A majority representative has a duty to represent all unit employees fairly and without discrimination on the basis of union membership. N.J.S.A. 34:13A-5.3; N.J.S.A. 34:13A-5.7. A majority representative breaches its duty of fair representation “only when [its] conduct towards a member of the collective bargaining unit is arbitrary, discriminatory, or in bad faith.” Vaca v. Sipes, 386 U.S. 171, 190 (1967). The Commission subsequently adopted and applied this standard to section 5.4b(1)claims. Belen v. Woodbridge Tp. Bd. of Ed. and Woodbridge Fed. Of Teachers, 142 N.J. Super. 486 (App. Div. 1976); Lullo v. International Ass’n of Fire Fighters, 55 N.J. 409 (1970); OPEIU Local 153 (Johnstone), P.E.R.C. No. 84-60, 10 NJPER 12, 13 (¶15007 1983).
A majority representative is afforded a wide range of reasonableness in serving the unit it represents. PBA Local 187, P.E.R.C. No. 2005-78, 31 NJPER 173, 175 (¶70 2005)(citing Belen, 142 N.J. Super. at 490-91). For example, the duty of fair representation does not require a union to process non-meritorious grievances. Id. at 174 (citing Carteret Ed.
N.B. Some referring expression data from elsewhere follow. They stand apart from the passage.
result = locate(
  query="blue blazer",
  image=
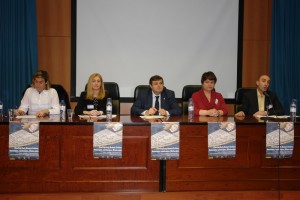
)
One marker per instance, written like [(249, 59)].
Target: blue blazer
[(144, 102), (250, 103)]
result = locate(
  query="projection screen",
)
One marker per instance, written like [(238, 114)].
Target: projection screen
[(128, 41)]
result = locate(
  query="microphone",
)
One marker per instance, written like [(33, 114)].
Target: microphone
[(266, 94), (271, 104)]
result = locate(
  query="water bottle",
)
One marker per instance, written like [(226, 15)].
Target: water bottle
[(1, 109), (62, 109), (293, 109), (109, 109), (191, 109)]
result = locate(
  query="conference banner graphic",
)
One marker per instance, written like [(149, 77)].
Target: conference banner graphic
[(23, 140), (108, 140), (279, 139), (165, 141), (221, 140)]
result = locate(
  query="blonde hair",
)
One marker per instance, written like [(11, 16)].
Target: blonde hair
[(89, 89)]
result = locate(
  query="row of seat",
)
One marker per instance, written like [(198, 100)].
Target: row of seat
[(113, 92)]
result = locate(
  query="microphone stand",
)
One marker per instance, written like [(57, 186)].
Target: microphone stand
[(278, 157)]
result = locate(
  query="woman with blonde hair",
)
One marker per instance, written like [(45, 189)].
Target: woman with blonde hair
[(93, 100), (39, 99)]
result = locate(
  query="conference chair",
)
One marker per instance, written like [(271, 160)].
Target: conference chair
[(62, 94), (239, 93), (139, 89), (187, 93), (112, 90)]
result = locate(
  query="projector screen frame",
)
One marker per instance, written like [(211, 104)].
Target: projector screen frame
[(73, 95)]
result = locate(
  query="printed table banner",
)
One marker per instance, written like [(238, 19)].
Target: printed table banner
[(107, 140), (279, 139), (165, 141), (24, 140), (221, 140)]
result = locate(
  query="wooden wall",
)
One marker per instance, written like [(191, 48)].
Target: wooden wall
[(54, 42)]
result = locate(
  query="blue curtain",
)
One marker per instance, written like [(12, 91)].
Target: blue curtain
[(285, 51), (18, 49)]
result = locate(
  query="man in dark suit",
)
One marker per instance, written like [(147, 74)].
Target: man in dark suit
[(157, 100), (260, 102)]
Ass’n, P.E.R.C. No. 97-146, 23 NJPER 390 (¶28177 1997)). However, in handling grievances, unions must exercise reasonable care and diligence in investigating, processing and presenting grievances; make a good faith determination of the merits of the grievance; and grant unit members equal access to the grievance procedure and arbitration for similar grievances of equal merit. Middlsex Cty. (Mackaronis), P.E.R.C. No. 81-62, 6 NJPER 555 (¶11282 1980), aff’d NJPER Supp.2d 113 (¶94 App. Div. 1982), certif. den. 91 N.J. 242 (1982) Moreover, “mere negligence, poor judgment, or ineptitude in grievance handling,” alone do not suffice to prove a breach of the duty of fair representation. Id. (citing Glen Ridge School Personnel Ass’n, P.E.R.C. No. 2002-72, 28 NJPER 251 (¶33095 2002)(additional citations omitted))
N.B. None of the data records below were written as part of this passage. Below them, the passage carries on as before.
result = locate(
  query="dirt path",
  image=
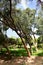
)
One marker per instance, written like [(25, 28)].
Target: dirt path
[(23, 61)]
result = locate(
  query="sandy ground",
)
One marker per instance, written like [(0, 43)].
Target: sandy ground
[(23, 61)]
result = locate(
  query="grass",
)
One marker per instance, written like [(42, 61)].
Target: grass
[(22, 52)]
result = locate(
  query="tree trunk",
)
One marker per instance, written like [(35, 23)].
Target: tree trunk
[(25, 47), (6, 48)]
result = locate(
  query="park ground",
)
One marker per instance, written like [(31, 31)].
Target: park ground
[(34, 60)]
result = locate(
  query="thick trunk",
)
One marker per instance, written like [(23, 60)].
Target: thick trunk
[(6, 48)]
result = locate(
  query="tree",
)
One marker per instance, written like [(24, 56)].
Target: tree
[(14, 19)]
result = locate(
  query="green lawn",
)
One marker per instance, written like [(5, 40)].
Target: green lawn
[(22, 52)]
Here, Perdomo does not allege facts to support a finding that CWA Local 1037's refusal to process her November 15th and 17th grievances was arbitrary, discriminatory or in bad faith. CWA Local 1037 did not file or process Perdomo’s grievances because the representative was out of the office when she submitted the grievance forms, and upon his return, Perdomo had already resigned from her employment. CWA Local 1037 argues that any issues of reassignment or potential loss of telework or work schedule changes became moot when Perdomo resigned.
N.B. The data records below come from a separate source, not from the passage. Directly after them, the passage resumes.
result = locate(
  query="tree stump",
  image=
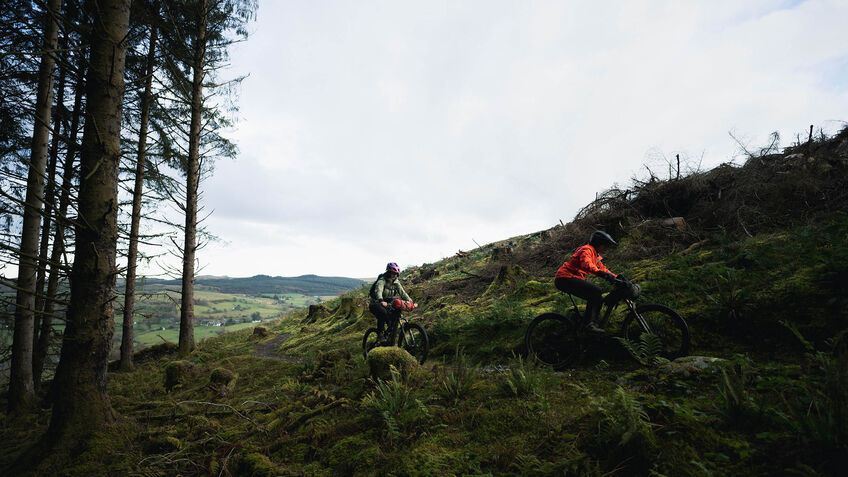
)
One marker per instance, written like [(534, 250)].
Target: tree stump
[(382, 359), (315, 313), (500, 254), (507, 277)]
Here, CWA Local 1037 did not breach the duty of fair representation as the Novemner 15th and 17th grievances, which sought reassignment and potential loss of telework days or work schedule, were rendered moot by her resignation, as she did not have a job to be reassigned to or that could be subject to telework or work schedule changes. As discussed in DUP 2024-005, when the employer accepted Perdomo’s resignation, CWA Local 1037 determined that under N.J.A.C. 4A:2-6.1 (c)and (d) that there was nothing that could be done to rescind that resignation. Based on that determination, CWA local 1037 did not process her November 15 and 17, 2022 grievances as they considered them moot. Even if mistaken, CWA Local 1037's mootness rationale for not pursuing the November 15th and 17th grievances was not arbitrary, discriminatory or in bad faith. Amalgamated Assoc. of Street, Electric Railway and Motor Coach Employees of America v. Lockridge, 403 U.S. 274, 301, 77 LRRM 2501, 2512 (1971); OPEIU Local 153. There are no facts indicating CWA Local 1037 acted arbitrarily or and in bad faith when they determined Perdomo’s grievances were moot. For all the reasons stated above, I find that Perdomo has failed to set forth sufficient facts to warrant the issuance of a complaint in the allegations that CWA Local 1037 violated section 5.4b(1) of the Act by failing to process her November 15 and 17, 2022 grievances.
ORDER
Accordingly, I find that CWA Local 1037 request for reconsideration is granted and decline to issue a complaint on the allegation that the duty of fair representation was breached when CWA Local 1037 did not process Perdomo’s November 15 and 17, 2022 grievances.
/s/Ryan M. Ottavio
Ryan M. Ottavio
Director of Unfair Practices

DATED: September 15, 2023
Trenton, New Jersey

This decision may be appealed to the Commission pursuant to N.J.A.C. 19:14-2.3.

Any appeal is due by September 25, 2023.